The following graduate courses can be applied toward an MA in English as well as dual credit licensure requirements. Graduate students in other degree programs should contact their home discipline to verify transferring in credits as elective options. Email Dr. Allison Wynhoff Olsen for more information.

ENGL 550: Shakespeare, Performance, and Pedagogy (3 credits)

Outdoor performance of a Shakespeare play

Dr. Gretchen Minton

Course Format and Dates

Hybrid course: online + 1 week residency

  • Online modules: May 15-June 13, 2019
  • On-site residency at MSU Bozeman: June 14-21, 2019

Course Description

What are the most effective ways to approach Shakespeare in the classroom? How can watching performances and engaging in performance exercises enhance students’ appreciation and understanding of Shakespeare’s plays?

This course explores these questions in an online platform for three weeks, during which we will discuss Shakespeare and education strategies, especially those involving performance. The course then culminates with a week’s residency in Bozeman that includes several days of in-person interaction and workshops surrounding the Montana Shakespeare in the Parks performances of Henry IV, Part 1 and Merry Wives of Windsor.

ENGL 520: Place-based English & Literacy (3 credits)

Dr.

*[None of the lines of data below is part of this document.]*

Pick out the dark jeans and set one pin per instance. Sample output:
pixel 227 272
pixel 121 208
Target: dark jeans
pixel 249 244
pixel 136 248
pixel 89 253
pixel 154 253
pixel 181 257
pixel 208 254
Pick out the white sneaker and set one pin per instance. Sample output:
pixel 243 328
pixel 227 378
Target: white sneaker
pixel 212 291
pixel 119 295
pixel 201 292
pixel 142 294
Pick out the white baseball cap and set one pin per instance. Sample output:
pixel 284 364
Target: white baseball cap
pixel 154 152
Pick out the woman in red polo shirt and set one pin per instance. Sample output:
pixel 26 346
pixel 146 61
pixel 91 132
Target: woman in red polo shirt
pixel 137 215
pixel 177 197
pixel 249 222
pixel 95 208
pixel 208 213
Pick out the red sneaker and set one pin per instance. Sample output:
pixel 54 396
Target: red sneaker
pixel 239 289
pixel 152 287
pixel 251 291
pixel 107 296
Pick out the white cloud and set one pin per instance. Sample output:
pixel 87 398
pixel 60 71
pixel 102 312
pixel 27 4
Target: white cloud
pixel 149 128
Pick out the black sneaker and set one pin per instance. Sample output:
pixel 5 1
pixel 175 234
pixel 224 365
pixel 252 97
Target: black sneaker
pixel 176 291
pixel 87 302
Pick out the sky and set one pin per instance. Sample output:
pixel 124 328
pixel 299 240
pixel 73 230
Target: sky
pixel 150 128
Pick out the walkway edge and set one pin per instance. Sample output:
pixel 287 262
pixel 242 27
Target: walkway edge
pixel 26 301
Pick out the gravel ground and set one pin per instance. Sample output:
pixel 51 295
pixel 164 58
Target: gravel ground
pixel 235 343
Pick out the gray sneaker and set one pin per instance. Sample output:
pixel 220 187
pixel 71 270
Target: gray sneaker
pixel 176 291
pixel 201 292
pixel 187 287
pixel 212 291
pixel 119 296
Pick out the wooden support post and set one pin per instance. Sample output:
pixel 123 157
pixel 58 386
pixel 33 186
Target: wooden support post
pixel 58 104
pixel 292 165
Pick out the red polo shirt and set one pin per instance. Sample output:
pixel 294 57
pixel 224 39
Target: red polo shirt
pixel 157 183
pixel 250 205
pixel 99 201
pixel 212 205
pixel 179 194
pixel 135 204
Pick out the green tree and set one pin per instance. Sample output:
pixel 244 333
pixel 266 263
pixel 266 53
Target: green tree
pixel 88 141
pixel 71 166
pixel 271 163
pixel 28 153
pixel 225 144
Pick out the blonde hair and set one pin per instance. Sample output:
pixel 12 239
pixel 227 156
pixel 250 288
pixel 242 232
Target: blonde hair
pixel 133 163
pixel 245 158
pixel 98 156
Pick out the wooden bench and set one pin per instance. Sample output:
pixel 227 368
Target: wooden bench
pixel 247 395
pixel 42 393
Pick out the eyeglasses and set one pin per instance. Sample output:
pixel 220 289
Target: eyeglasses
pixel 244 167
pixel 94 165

Allison Wynhoff Olsen

Course Format and Dates

  • Online course
  •  July 9-August 2

Course Description

Place-based English & Literacy Curriculum will focus on the relationships between contexts (e.g. rural) and English/literacy curricula and instruction. This course will require participants to conduct a mini-ethnography of their context to ascertain literacy (and other) resources in the community and to establish connections with community members as a way to think about their curriculum “in-place.”

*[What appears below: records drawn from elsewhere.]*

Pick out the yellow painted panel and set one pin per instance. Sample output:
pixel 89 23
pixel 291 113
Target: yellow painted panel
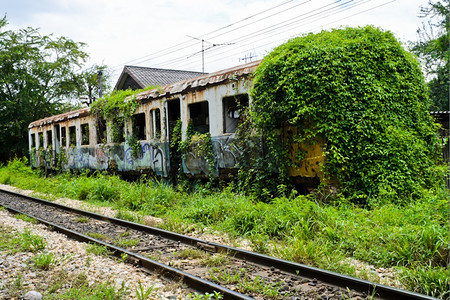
pixel 310 164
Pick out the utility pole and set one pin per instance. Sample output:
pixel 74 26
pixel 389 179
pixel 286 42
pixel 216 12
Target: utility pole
pixel 248 58
pixel 100 93
pixel 203 49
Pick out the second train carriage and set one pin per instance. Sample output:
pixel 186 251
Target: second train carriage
pixel 78 140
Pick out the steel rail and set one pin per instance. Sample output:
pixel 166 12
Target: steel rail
pixel 170 273
pixel 380 291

Specifically, this course will provide students with the scholarly framework of place-based pedagogy for two key reasons (1) to examine how adolescent learners experience English in middle school and high schools across contexts, and (2) to develop a place-based curriculum to be implemented in their teaching context. 

Yellowstone Writing Project Invitational Summer Institute

Professor Aaron Yost and Dr. Kirk Branch

YWP participant writing by the river

Institute Format and Dates

Hybrid course

  • 2 weeks residency at MSU Bozeman, June 17-28 (Mon-Fri)
  • Continued online exchanges

Institute Description

The Yellowstone Writing Project Invitational Summer Institute is an intensive professional experience through which participating teachers immerse themselves in their own writing and in the study of writing instruction. Successful teachers from throughout the Yellowstone Region come together for two weeks on the campus of Montana State University to explore strategies for teaching students at all grade levels to write well and for enhancing student learning in general. Teachers work on their own writing, study current research and theory, share teaching strategies, and learn about writing and teaching.